利回りについて間違った認識をしていませんか

不動産投資はサラリーマンにも手軽に始めることができる

昨今の好景気の中で、サラリーマンにも手軽に始めることができるということで不動産投資が大きな注目を集めています。

不動産投資の魅力は、不動産ローンを完済すれば家賃収入をそのまま老後の生活資金として手に入れることができ、かつ不動産自体が固定資産としての価値を持つ点にあります。
中には、子供や孫への資産形成の一環として不動産投資に手を出す方も段々と増えてきています。

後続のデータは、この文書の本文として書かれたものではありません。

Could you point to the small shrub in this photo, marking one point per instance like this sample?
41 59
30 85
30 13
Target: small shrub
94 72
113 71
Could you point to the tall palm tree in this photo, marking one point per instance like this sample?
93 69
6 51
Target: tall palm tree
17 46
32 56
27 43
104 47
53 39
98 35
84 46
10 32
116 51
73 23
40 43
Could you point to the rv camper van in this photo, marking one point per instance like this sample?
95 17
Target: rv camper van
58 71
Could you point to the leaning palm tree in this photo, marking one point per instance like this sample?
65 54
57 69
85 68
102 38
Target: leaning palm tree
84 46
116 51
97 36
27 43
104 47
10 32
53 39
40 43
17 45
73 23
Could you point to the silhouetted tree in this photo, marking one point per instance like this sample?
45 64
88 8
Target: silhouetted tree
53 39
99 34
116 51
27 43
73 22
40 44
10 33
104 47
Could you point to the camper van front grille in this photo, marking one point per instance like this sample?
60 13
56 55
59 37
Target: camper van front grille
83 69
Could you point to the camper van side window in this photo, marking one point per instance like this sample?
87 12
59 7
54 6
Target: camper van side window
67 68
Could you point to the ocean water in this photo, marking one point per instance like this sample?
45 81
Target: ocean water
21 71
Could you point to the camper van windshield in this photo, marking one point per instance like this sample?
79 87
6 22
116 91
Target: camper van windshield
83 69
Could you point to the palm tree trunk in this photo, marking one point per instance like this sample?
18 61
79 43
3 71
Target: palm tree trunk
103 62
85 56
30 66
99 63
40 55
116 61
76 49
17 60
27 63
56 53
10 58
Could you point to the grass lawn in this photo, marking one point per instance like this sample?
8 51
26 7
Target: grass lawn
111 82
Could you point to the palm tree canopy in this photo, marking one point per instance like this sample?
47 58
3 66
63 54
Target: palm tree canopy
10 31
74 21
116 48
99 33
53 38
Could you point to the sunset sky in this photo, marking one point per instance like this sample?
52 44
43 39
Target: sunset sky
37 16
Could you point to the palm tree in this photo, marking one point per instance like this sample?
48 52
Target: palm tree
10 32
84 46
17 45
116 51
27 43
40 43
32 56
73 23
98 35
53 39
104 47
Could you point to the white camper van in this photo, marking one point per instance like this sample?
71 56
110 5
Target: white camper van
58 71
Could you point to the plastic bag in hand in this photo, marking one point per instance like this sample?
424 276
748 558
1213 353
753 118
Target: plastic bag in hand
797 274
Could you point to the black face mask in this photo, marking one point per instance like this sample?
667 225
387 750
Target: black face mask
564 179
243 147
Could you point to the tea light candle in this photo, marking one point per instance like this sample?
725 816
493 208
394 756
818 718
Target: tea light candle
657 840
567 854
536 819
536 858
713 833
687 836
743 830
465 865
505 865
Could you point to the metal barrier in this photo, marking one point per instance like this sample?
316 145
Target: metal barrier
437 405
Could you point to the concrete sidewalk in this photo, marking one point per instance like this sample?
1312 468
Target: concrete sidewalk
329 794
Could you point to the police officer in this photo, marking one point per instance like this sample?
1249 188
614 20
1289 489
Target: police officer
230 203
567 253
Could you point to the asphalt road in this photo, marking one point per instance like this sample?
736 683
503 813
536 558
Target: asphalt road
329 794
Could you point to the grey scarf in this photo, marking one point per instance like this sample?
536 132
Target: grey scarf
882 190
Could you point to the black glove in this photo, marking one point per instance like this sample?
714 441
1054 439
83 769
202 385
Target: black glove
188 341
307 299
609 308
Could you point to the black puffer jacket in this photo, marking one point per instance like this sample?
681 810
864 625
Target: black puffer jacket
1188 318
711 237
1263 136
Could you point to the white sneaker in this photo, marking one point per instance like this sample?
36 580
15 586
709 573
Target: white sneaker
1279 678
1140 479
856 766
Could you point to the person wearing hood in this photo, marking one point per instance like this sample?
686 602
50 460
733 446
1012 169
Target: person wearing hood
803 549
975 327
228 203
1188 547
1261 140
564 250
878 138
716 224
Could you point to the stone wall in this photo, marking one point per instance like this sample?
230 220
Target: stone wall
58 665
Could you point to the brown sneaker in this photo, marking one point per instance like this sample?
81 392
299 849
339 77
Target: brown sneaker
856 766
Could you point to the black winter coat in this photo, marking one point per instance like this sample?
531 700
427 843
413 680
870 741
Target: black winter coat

不動産投資自体はそれほど複雑なビジネスモデルではないため、基本的には資産価値の高い不動産を購入し、空室が発生しないように注意をしていれば、ある程度のリターンを確保することができます。

最大限の注意を払うべき、利回りとは

しかし、実際に投資をするかどうかを判断する際に、利回りという点には最大限の注意を払う必要があります。
利回りとは一般的に、投資額に対するリターン(収益)がどれほどあるのかを図る指標です。

表面利回りとは

不動産投資における利回りは、表面利回りと実質利回りの2点があり、どちらの利回りも極めて重要なベンチマークとなります。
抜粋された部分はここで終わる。